Bruna lembrava de tudo em detalhes. E agora desconfiava da veracidade de tantas coincidências. Tentava descobrir em que momento exato Juca deixou de ser tão importante dando lugar à Marcelo. Não sabia ao certo. Marcelo ia cada vez mais participando da sua vida e Juca cada vez menos, nem sempre por culpa dele, a própria Bruna já não dava tanta importância para a companhia de Juca.

Um dia quando já tinha certeza de seu casamento não era mais o mesmo, Bruna discutiu com Juca, como sempre por uma besteira. Saiu de casa à noite, sem destino. Quando parou em um bar, deu de cara com Marcelo que por mais uma incrível coincidência estava sentado no balcão. Os dois beberam a noite toda. Marcelo contava histórias divertidas e Bruna ria. Ela se sentia bem, livre. Em um momento da noite, Marcelo pegou na sua mão. Bruna sentiu um frio na barriga. Algo que não sentia há muitos anos. Ele a beijou. Naquele momento, Bruna como romântica irrecuperável que era, sabia que estava loucamente apaixonada por aquele homem.

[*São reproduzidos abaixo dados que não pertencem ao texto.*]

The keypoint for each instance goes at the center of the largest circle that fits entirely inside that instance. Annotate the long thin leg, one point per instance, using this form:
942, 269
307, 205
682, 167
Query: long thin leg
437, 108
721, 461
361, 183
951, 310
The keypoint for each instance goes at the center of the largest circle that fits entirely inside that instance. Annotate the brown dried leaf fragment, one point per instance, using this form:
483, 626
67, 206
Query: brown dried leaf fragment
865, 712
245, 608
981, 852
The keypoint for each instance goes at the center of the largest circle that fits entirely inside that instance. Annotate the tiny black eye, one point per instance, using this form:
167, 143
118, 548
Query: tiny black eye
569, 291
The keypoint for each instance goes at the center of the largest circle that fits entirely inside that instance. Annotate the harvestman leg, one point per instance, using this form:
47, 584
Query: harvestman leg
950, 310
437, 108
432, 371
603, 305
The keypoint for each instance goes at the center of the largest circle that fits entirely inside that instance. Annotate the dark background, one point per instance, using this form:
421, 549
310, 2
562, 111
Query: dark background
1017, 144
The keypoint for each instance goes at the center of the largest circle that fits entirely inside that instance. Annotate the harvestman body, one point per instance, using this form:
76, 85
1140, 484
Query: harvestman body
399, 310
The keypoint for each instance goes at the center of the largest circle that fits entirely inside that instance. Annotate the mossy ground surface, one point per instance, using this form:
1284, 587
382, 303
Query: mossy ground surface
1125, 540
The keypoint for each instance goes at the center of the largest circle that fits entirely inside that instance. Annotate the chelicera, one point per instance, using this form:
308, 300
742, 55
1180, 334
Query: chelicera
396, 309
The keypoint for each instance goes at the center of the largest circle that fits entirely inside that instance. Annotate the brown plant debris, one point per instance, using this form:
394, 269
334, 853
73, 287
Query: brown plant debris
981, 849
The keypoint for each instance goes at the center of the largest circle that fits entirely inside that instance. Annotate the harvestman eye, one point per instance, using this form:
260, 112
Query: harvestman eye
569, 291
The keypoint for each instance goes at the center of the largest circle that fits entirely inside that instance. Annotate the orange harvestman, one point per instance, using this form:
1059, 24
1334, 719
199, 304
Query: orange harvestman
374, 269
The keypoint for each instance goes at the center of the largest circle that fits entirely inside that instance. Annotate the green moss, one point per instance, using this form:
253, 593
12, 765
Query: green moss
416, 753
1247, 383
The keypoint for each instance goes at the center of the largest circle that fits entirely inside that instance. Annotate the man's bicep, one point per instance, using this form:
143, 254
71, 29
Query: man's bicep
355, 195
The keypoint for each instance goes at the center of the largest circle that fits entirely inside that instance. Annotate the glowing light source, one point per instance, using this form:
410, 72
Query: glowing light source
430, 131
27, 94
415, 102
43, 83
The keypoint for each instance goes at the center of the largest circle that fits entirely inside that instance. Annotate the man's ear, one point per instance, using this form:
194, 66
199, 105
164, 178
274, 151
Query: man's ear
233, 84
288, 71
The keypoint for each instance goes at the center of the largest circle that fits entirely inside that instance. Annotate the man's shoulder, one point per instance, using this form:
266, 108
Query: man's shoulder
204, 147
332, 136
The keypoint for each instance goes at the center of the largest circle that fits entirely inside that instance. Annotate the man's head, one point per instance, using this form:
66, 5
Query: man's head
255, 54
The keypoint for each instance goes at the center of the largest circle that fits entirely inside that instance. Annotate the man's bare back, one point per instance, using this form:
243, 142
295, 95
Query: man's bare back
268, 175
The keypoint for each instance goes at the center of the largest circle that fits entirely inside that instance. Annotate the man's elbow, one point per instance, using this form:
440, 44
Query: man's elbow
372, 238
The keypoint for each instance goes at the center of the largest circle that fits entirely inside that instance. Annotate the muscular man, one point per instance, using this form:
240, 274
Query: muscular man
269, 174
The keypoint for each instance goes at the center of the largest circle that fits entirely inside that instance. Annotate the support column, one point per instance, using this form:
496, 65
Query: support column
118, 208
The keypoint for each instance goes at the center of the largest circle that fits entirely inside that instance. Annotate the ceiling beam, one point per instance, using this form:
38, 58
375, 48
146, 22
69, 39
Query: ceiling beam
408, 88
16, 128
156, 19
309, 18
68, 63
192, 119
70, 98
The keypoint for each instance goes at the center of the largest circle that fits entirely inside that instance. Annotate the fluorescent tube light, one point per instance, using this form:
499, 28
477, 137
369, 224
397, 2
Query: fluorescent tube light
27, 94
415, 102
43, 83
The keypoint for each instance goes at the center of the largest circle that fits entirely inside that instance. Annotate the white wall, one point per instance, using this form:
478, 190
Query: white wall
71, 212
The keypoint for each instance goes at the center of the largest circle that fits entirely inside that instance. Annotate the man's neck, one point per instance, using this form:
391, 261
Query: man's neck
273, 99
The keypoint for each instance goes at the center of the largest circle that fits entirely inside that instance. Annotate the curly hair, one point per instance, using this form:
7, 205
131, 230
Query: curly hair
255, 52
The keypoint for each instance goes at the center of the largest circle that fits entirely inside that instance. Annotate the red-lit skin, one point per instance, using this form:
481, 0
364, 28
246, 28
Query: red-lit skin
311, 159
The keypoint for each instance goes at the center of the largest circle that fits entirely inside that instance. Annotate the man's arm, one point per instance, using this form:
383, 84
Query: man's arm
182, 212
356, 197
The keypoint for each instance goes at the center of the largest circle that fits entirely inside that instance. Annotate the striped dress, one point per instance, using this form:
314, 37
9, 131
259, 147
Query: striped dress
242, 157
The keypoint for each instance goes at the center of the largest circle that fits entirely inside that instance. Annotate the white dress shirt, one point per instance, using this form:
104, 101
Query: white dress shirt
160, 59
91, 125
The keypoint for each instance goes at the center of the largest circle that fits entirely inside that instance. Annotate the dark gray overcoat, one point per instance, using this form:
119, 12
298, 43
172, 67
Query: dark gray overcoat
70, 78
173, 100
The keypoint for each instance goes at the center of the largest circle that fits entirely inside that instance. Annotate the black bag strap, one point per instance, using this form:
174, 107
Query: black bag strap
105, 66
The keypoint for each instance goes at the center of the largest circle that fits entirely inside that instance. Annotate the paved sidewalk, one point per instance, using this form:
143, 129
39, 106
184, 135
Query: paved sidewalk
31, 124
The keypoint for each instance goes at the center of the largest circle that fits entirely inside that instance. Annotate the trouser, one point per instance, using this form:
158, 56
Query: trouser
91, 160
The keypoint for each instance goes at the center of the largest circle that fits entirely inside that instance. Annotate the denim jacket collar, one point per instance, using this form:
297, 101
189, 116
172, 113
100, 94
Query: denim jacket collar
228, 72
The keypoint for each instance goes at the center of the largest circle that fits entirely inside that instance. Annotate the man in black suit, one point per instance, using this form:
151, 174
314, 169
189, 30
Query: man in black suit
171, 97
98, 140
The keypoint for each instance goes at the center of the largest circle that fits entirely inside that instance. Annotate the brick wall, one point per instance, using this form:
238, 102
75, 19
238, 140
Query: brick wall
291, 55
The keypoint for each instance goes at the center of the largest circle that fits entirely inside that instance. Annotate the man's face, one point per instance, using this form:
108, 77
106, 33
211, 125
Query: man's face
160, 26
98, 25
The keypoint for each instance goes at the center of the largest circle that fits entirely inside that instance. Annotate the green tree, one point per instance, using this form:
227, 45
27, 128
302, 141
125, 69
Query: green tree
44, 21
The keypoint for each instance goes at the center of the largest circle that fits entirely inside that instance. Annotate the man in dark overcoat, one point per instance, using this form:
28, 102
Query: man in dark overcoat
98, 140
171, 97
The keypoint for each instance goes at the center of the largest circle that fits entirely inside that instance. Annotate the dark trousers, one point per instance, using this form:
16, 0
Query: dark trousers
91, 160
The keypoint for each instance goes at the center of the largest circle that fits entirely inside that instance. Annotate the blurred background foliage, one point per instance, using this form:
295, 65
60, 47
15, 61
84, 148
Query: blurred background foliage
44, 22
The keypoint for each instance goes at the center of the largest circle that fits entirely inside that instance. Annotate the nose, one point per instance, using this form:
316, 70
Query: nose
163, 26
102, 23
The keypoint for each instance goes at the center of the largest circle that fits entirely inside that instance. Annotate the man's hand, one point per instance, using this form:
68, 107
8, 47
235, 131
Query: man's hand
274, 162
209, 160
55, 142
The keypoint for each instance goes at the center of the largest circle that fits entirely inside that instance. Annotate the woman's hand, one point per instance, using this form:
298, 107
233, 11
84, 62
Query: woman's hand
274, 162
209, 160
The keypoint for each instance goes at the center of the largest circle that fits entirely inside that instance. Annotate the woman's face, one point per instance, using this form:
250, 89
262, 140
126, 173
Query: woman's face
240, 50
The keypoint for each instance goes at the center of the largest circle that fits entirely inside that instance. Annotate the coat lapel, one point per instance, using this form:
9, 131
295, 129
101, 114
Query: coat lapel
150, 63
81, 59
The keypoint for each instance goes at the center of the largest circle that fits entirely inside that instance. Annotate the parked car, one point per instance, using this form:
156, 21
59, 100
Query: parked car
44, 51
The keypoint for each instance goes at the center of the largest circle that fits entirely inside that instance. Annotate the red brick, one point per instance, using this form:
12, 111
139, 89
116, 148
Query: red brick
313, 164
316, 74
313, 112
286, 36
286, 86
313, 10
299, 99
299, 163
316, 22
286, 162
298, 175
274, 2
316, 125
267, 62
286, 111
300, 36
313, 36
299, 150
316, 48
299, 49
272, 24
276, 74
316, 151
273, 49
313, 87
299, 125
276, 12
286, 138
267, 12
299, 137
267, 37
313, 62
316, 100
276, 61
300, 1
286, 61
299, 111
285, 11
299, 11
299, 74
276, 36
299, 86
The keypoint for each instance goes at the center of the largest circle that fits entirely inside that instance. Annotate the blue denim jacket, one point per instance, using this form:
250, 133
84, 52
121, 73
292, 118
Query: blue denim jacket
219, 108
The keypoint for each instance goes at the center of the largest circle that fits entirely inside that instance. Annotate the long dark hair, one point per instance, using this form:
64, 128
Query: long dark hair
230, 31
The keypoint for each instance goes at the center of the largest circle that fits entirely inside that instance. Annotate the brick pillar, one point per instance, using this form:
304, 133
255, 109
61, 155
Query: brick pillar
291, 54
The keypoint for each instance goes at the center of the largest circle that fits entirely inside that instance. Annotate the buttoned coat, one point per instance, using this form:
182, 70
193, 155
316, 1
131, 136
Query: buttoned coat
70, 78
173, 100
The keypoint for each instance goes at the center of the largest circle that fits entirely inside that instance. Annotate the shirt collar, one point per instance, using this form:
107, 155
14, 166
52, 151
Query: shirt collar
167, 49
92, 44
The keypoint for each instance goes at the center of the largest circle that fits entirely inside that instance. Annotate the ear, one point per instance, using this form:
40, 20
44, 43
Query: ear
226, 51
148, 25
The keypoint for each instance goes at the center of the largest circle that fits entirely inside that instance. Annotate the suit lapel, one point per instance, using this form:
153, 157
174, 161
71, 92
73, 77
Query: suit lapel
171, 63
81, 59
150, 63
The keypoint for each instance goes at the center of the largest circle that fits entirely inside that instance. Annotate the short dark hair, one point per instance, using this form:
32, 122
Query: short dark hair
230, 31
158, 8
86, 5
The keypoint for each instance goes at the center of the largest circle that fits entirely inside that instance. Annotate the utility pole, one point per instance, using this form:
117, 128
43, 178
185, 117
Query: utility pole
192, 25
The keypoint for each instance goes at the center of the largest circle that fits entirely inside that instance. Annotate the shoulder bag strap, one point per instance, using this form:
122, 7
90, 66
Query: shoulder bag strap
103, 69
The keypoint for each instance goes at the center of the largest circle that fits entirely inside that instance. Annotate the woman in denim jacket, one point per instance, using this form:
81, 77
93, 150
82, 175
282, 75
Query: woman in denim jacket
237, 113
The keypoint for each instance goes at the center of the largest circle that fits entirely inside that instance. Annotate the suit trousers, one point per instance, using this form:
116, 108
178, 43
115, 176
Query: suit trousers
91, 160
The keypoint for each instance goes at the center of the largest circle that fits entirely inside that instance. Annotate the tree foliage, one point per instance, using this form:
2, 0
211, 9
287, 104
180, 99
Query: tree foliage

Os dois começaram a ter um caso. Se encontravam as escondidas todos os dias. Primeiro em motéis na Barra, depois Bruna começou a ir ao apartamento de Marcelo. Foi numa destas idas que Bruna achou uma pasta com documentos que comprovavam o esquema da JAEH com o governo. Bruna questionou Marcelo sobre aquilo e ele, de uma forma que hoje Bruna não sabia como, conseguiu convencer Bruna de que ele tinha sido envolvido naquilo pelo seu pai. Waldemar Zacaro sempre fora ligado à política. Era um velho lobo, que por toda sua vida aparecia envolvido em alguns escândalos, mas logo depois sempre estava em um bom cargo novamente. Bruna acreditou que a influência do pai havia prejudicado o discernimento de Marcelo, que agora se dizia arrependido.

Bruna acreditou. E concordou em simular toda aquela história contra Juca para inocentar seu novo amor. Marcelo garantia que Juca não seria prejudicado e que ao acusá-lo, Bruna apenas arrumaria um motivo para o divórcio sem ter que revelar nada sobre Marcelo.

Lembrando de tudo, Bruna se sentiu uma completa idiota. Chorou. Chorou de raiva de si mesma, da sua burrice, da sua cegueira e do que deixou pra trás. Tinha vergonha do que tinha feito Juca passar. Pensava em Lucila e Ana. Como ela pode ter envolvido suas melhores amigas nisso? Olhou a data em seu relógio e concluiu que a essa altura Ana já estaria casada e em lua de mel. Como gostaria de ter ido ao casamento de Ana. Como gostaria de voltar no tempo.